Greater lift value indicates stronger association. We will use this measure in our experiment.
Dataset Description
The following dataset (transaction.csv) contains transactional records of a departmental store on a particular day. The dataset is having 30 records and contains six items such as Juice, Chips, Bread, Butter, Milk, and Banana. The snapshot of the dataset is given below using MS Excel software.
transaction.csv
Juice | Chips | Bread | Butter | Milk | Banana |
Juice | Bread | Butter | Milk | ||
Bread | Butter | Milk | |||
Chips | Banana | ||||
Juice | Chips | Bread | Butter | Milk | Banana |
Juice | Chips | Milk | |||
Juice | Chips | Bread | Butter | Banana | |
Juice | Chips | Milk | |||
Juice | Bread | Banana | |||
Juice | Bread | Butter | Milk | ||
Chips | Bread | Butter | Banana | ||
Juice | Butter | Milk | Banana | ||
Juice | Chips | Bread | Butter | Milk | |
Juice | Bread | Butter | Milk | Banana | |
Juice | Bread | Butter | Milk | Banana | |
Juice | Chips | Bread | Butter | Milk | Banana |
Chips | Bread | Butter | Milk | Banana | |
Chips | Butter | Milk | Banana | ||
Juice | Chips | Bread | Butter | Milk | Banana |
Juice | Bread | Butter | Milk | Banana | |
Juice | Chips | Bread | Milk | Banana | |
Juice | Chips | ||||
Bread | Butter | Banana | |||
Bread | Butter | Milk | Banana | ||
Juice | Chips | ||||
Bread | Butter | Banana | |||
Chips | Bread | Butter | Milk | Banana | |
Juice | Bread | Butter | Banana | ||
Chips | Bread | Butter | Milk | Banana | |
Chips | Bread | Butter | Banana |
Python Environment Setup
Before we start coding, we need to install the ‘apyori’ module first.
pip install apyori
It is mandatory because ‘apriori‘ is a member of the ‘apyori’ module.

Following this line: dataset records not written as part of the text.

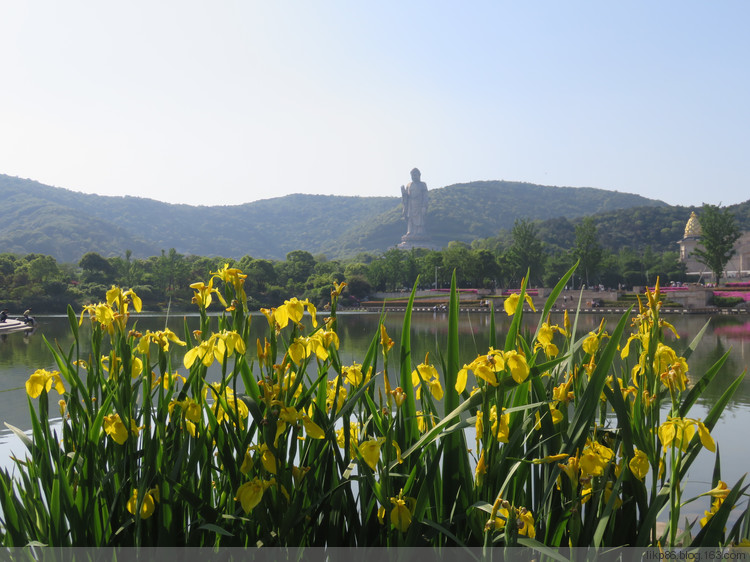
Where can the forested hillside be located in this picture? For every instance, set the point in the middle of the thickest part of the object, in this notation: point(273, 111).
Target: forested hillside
point(67, 224)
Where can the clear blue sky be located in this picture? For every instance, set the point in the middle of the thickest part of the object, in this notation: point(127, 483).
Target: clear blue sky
point(218, 103)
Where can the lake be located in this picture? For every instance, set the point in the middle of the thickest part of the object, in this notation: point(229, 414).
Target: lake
point(21, 355)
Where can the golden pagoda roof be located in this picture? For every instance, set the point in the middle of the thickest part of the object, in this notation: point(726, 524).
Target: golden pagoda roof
point(693, 226)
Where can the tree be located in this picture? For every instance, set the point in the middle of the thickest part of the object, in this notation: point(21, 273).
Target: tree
point(719, 232)
point(526, 253)
point(587, 249)
point(96, 269)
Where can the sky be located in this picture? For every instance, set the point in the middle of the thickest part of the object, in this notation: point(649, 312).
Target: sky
point(224, 103)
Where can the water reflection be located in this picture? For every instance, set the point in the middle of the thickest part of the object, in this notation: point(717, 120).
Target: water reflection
point(20, 356)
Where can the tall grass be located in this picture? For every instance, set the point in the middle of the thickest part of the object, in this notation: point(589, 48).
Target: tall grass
point(546, 441)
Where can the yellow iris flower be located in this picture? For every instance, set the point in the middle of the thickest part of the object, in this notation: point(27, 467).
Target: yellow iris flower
point(117, 430)
point(250, 493)
point(403, 509)
point(41, 379)
point(428, 374)
point(639, 465)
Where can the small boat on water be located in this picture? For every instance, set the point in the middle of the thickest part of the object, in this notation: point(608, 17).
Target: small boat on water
point(10, 326)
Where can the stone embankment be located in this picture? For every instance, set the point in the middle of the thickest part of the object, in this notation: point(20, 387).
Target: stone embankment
point(686, 300)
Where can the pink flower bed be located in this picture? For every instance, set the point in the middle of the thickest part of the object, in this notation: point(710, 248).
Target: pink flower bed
point(744, 295)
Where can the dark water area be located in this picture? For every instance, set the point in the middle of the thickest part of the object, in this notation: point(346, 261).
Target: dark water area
point(21, 355)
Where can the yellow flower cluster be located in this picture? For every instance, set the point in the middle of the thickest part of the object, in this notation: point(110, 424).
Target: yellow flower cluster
point(492, 366)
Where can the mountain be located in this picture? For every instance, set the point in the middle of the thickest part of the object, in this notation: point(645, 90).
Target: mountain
point(66, 224)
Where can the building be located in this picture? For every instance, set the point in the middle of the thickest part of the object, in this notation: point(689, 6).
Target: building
point(738, 266)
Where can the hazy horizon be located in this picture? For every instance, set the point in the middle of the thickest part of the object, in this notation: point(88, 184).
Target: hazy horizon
point(241, 101)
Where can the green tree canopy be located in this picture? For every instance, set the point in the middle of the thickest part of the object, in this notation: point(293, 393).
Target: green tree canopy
point(719, 233)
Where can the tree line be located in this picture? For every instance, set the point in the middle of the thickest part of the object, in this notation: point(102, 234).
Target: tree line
point(40, 282)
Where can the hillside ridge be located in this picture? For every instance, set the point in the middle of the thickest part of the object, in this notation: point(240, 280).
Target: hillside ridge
point(65, 224)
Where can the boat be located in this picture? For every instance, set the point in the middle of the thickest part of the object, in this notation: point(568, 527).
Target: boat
point(10, 326)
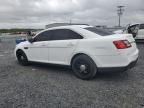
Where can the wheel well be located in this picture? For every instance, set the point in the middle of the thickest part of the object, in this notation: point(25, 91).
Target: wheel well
point(19, 50)
point(76, 56)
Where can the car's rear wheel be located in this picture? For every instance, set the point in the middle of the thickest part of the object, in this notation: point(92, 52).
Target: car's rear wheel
point(84, 67)
point(22, 58)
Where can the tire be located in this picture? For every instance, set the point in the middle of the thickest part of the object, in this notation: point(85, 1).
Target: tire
point(22, 58)
point(84, 67)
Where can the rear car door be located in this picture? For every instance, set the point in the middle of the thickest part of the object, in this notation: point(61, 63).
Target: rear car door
point(62, 45)
point(38, 50)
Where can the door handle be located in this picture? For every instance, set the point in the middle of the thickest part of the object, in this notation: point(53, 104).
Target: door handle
point(71, 44)
point(43, 45)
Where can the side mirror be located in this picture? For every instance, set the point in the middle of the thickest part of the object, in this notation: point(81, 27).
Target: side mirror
point(31, 40)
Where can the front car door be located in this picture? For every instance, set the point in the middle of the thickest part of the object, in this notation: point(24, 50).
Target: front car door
point(62, 45)
point(38, 50)
point(141, 32)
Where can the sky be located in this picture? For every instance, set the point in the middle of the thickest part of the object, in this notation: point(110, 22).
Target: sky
point(38, 13)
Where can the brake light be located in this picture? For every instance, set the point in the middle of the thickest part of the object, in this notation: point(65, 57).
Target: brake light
point(122, 44)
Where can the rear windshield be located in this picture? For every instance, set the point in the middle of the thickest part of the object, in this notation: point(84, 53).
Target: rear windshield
point(101, 32)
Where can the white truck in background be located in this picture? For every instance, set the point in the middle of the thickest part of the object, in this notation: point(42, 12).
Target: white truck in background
point(137, 30)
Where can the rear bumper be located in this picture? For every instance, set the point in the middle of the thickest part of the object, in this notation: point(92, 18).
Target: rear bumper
point(118, 69)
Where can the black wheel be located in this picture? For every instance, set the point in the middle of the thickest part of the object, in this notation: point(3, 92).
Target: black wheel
point(22, 58)
point(84, 67)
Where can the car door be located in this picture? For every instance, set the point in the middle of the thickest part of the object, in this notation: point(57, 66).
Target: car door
point(140, 32)
point(38, 50)
point(62, 45)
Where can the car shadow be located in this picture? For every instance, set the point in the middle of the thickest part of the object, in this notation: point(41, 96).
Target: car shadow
point(106, 76)
point(112, 76)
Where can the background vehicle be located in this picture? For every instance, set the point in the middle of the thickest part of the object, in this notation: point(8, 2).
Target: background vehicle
point(137, 30)
point(85, 48)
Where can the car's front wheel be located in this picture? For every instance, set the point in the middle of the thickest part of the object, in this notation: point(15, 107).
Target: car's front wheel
point(22, 58)
point(84, 67)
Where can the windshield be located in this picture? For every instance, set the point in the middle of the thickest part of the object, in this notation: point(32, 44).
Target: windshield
point(101, 32)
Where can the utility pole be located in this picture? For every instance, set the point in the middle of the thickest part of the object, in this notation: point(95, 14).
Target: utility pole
point(120, 12)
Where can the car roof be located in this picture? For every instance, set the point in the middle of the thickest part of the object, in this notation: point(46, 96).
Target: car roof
point(77, 28)
point(69, 27)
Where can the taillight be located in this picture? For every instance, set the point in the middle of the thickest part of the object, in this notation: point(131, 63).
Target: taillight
point(122, 44)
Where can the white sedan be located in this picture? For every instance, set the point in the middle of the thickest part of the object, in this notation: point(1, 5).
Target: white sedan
point(86, 49)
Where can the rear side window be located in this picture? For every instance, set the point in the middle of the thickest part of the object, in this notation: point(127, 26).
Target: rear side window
point(142, 26)
point(65, 34)
point(101, 32)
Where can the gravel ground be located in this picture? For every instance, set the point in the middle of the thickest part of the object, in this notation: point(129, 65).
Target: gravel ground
point(48, 86)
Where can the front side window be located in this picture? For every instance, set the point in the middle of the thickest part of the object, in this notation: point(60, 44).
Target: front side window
point(142, 26)
point(44, 36)
point(65, 34)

Implementation of Apriori algorithm
We provide here the implementation of Apriori algorithm using Python coding. The objective is to discover the association rules based on support, confidence and lift respectively greater than equal to min_support, min_confidence and min_lift. See the code below.
arm.py
# Step 1: Import the libraries
import pandas as pd
from apyori import apriori
# Step 2: Load the dataset
df = pd.read_csv('transaction.csv', header=None)
# Step 3: Display statistics of records
print("Display statistics: ")
print("===================")
print(df.describe())
# Step 4: Display shape of the dataset
print("\nShape:",df.shape)
# Step 5: Convert dataframe into a nested list
database = []
for i in range(0,30):
database.append([str(df.values[i,j]) for j in range(0,6)])
# Step 6: Develop the Apriori model
arm_rules = apriori(database, min_support=0.5, min_confidence=0.7, min_lift=1.2)
arm_results = list((arm_rules))
# Step 7: Display the number of rule(s)
print("\nNo. of rule(s):",len(arm_results))
# Step 8: Display the rule(s)
print("\nResults: ")
print("========")
print(arm_results)
Output:
Display statistics:
===================
0 1 2 3 4 5
count 19 18 23 23 20 22
unique 1 1 1 1 1 1
top Juice Chips Bread Butter Milk Banana
freq 19 18 23 23 20 22
Shape: (30, 6)
No. of rule(s): 1
Results:
========
[RelationRecord(items=frozenset({'Butter', 'Bread', 'Milk'}), support=0.5,
ordered_statistics=[OrderedStatistic(items_base=frozenset({'Bread', 'Milk'}),
items_add=frozenset({'Butter'}), confidence=0.9375, lift=1.2228260869565217)])]
Explanation
The program generates only one rule based on user-specified input measures such as: min_support = 0.5, min_confidence = 0.7, and min_lift = 1.2.
The support count value for the rule is 0.5. This number is calculated by dividing the number of transactions containing ‘Butter’, ‘Bread’, and ‘Milk’ by the total number of transactions.
The confidence level for the rule is 0.9375, which shows that out of all the transactions that contain both ‘Bread’ and ‘Milk’, 93.75 % contain ‘Butter’ too.
The lift of 1.22 tells us that ‘Butter’ is 1.22 times more likely to be bought by the customers who buy both ‘Bread’ and ‘Milk’ compared to the default likelihood sale of ‘Butter.’